Dobre wieści dla rydułtowskiej kopalni: płuczka zostaje!
Rydułtowska kopalnia umacnia swoją pozycję. Wszystko wskazuje na to, że zakład przeróbczy kopalni nie trafi do Spółki Restrukturyzacji Kopalń. - Cieszymy się z tej informacji, bo walczyliśmy o taką decyzję - podkreślają związkowcy.
PGG nie komentuje
Na razie informacji o pozostawieniu płuczki w Rydułtowach nie potwierdza Polska Grupa Górnicza. - Żadne decyzje w tej sprawie jeszcze nie zapadły, więc na tym etapie spółka nie będzie udzielać komentarzy. Zarząd firmy jest w stałym kontakcie zarówno z dyrekcją kopalni ROW, jak i stroną społeczną - informuje Tomasz Głogowski, rzecznik prasowy PGG.

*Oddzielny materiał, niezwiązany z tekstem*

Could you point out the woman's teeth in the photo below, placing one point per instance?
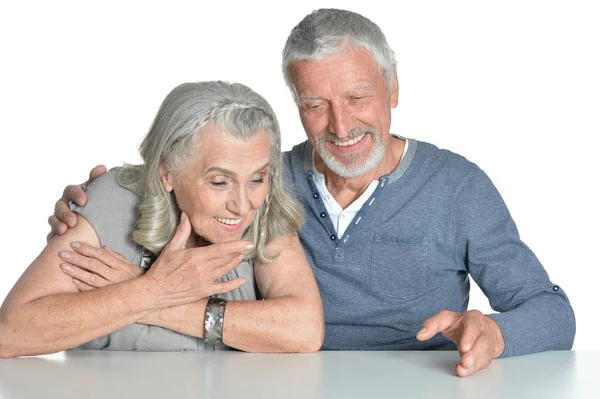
(229, 221)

Nie tylko słowa ministra energii i jego zastępcy wskazują jednak na to, że korekta wobec Ruchu Rydułtowy jest planowana. 9 lutego odbyło się spotkanie przedstawicieli władz Rydułtów z dyrekcją kopalni ROW. W czasie spotkania dyrektor kopalni przekazał, że strona związkowa apelowała o to, by nie likwidować płuczki. - Pan dyrektor zapowiedział, że wraz z organem założycielskim będą to rozważać - przekazuje sekretarz Rydułtów, Krzysztof Jędrośka.
Uspokoić nastroje
Stronie związkowej zależy na tym, by pojawił się oficjalny dokument, który potwierdzi, że płuczka w Rydułtowach pozostanie. - Zależałoby nam, by taki dokument został wydany. To by uspokoiło nastroje wśród pracowników zakładu przeróbczego, którzy przez ostanie lata obawiali się co dalej z ich stanowiskami pracy. To często wieloletni pracownicy - puentuje przewodniczący Szawerna.